If you find my diagnosis of the church too optimistic–and some do–read Theresa’s article.
My video on “What to Expect When Your Church is Expecting” has hit 4,000 views/pages and counting. I’m humbled and honored by the attention.
It also makes me cringe since I hate watching myself on video.
A few folks have countered that there are places in which the church is not pregnant, but really and truly dying. I agree. One person rightly pointed out that the symptoms for pregnancy that I named are not unlike the symptoms of a cancer patient. Also true. As I’ve said, this video/post offers a metaphor. To the extent that the metaphor helps, great. If it gets in the way of the hard work of dying that must take place in many specific places, disregard.

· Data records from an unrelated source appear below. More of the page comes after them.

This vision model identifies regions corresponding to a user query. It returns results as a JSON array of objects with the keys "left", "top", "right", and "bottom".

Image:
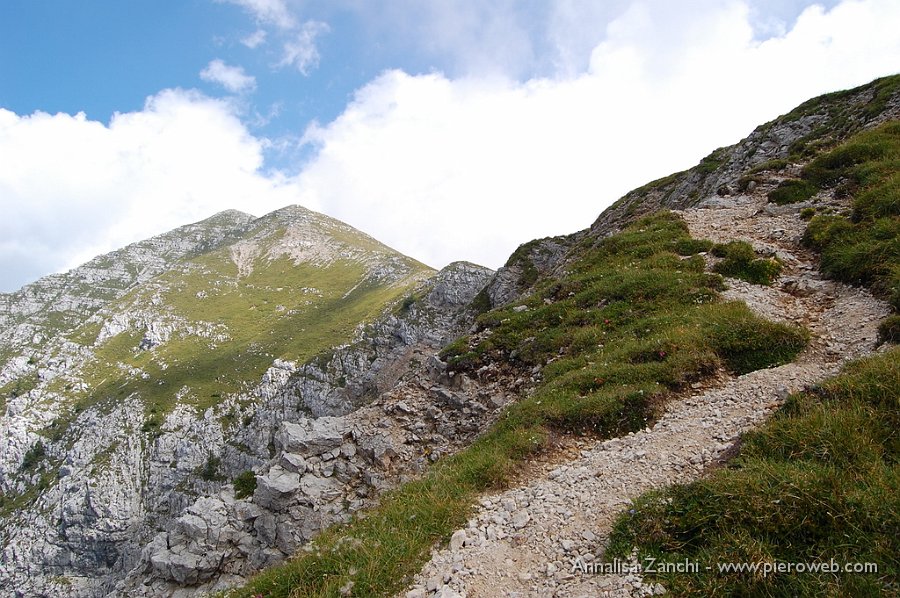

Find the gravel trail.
[{"left": 401, "top": 192, "right": 889, "bottom": 598}]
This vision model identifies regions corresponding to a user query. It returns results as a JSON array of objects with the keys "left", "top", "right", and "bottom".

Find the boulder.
[
  {"left": 253, "top": 465, "right": 300, "bottom": 511},
  {"left": 275, "top": 416, "right": 350, "bottom": 456}
]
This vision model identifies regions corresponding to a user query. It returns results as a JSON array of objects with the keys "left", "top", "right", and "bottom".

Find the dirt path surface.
[{"left": 401, "top": 193, "right": 888, "bottom": 598}]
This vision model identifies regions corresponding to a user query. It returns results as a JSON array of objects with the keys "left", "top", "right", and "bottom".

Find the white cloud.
[
  {"left": 297, "top": 0, "right": 900, "bottom": 266},
  {"left": 200, "top": 58, "right": 256, "bottom": 93},
  {"left": 241, "top": 29, "right": 268, "bottom": 50},
  {"left": 278, "top": 21, "right": 329, "bottom": 75},
  {"left": 218, "top": 0, "right": 297, "bottom": 29},
  {"left": 0, "top": 90, "right": 296, "bottom": 290}
]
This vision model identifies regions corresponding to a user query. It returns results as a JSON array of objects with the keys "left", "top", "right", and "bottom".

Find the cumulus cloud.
[
  {"left": 0, "top": 90, "right": 296, "bottom": 290},
  {"left": 278, "top": 21, "right": 329, "bottom": 75},
  {"left": 200, "top": 58, "right": 256, "bottom": 93},
  {"left": 297, "top": 0, "right": 900, "bottom": 266}
]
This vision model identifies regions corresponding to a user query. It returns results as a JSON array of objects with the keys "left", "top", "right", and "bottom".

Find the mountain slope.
[
  {"left": 227, "top": 76, "right": 900, "bottom": 598},
  {"left": 0, "top": 206, "right": 489, "bottom": 596}
]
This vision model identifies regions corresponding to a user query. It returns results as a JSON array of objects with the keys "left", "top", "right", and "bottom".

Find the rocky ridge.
[
  {"left": 403, "top": 179, "right": 890, "bottom": 598},
  {"left": 0, "top": 207, "right": 499, "bottom": 596}
]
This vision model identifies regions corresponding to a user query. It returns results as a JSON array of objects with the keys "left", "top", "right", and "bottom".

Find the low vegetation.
[
  {"left": 229, "top": 213, "right": 807, "bottom": 598},
  {"left": 607, "top": 348, "right": 900, "bottom": 596},
  {"left": 62, "top": 250, "right": 426, "bottom": 440},
  {"left": 804, "top": 121, "right": 900, "bottom": 311},
  {"left": 234, "top": 469, "right": 256, "bottom": 499}
]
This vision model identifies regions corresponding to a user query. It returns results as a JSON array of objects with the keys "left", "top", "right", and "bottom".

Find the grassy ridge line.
[
  {"left": 226, "top": 213, "right": 807, "bottom": 598},
  {"left": 608, "top": 348, "right": 900, "bottom": 596}
]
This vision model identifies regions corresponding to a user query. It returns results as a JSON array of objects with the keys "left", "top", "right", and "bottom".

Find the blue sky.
[{"left": 0, "top": 0, "right": 900, "bottom": 291}]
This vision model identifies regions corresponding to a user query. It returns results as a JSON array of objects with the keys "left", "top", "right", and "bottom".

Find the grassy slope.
[
  {"left": 611, "top": 99, "right": 900, "bottom": 596},
  {"left": 230, "top": 213, "right": 806, "bottom": 598},
  {"left": 608, "top": 348, "right": 900, "bottom": 596},
  {"left": 49, "top": 232, "right": 426, "bottom": 433}
]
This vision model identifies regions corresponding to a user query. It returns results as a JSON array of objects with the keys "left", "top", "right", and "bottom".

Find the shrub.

May my words be faithful or may they slip harmlessly away.
The inimitable Jan Edmiston riffed on the metaphor in a wonderful way today. The church is graying. So what is our responsibility as grandparents to this new church that is coming into being?
It occurs to me that those in my and older generations need to keep something in the forefront of our minds as the church we love is pregnant:
The Next Church Will Not Be Our Baby.
We will have great ideas for how to care for it and treasure it. We might even be able to help pay for its nurture and its future. But it’s not our baby.
This is not to say we will not be ideal grandparents. But it’s possible that we could overstep our bounds. We could chuckle at the disciplines the younger generations have chosen to follow. We might want to talk incessantly about the way we did it. But let’s not.
She ends by saying that the church of the future will be a lot browner than it is now. That’s also true. And yet the Presbyterian Church is very white. So what’s going on there? Adoption is another metaphor that might help us. I wonder if there’s someone out there that might riff on that in some creative ways. Susan? Alex?
Let’s all keep dreaming and spinning generative metaphors.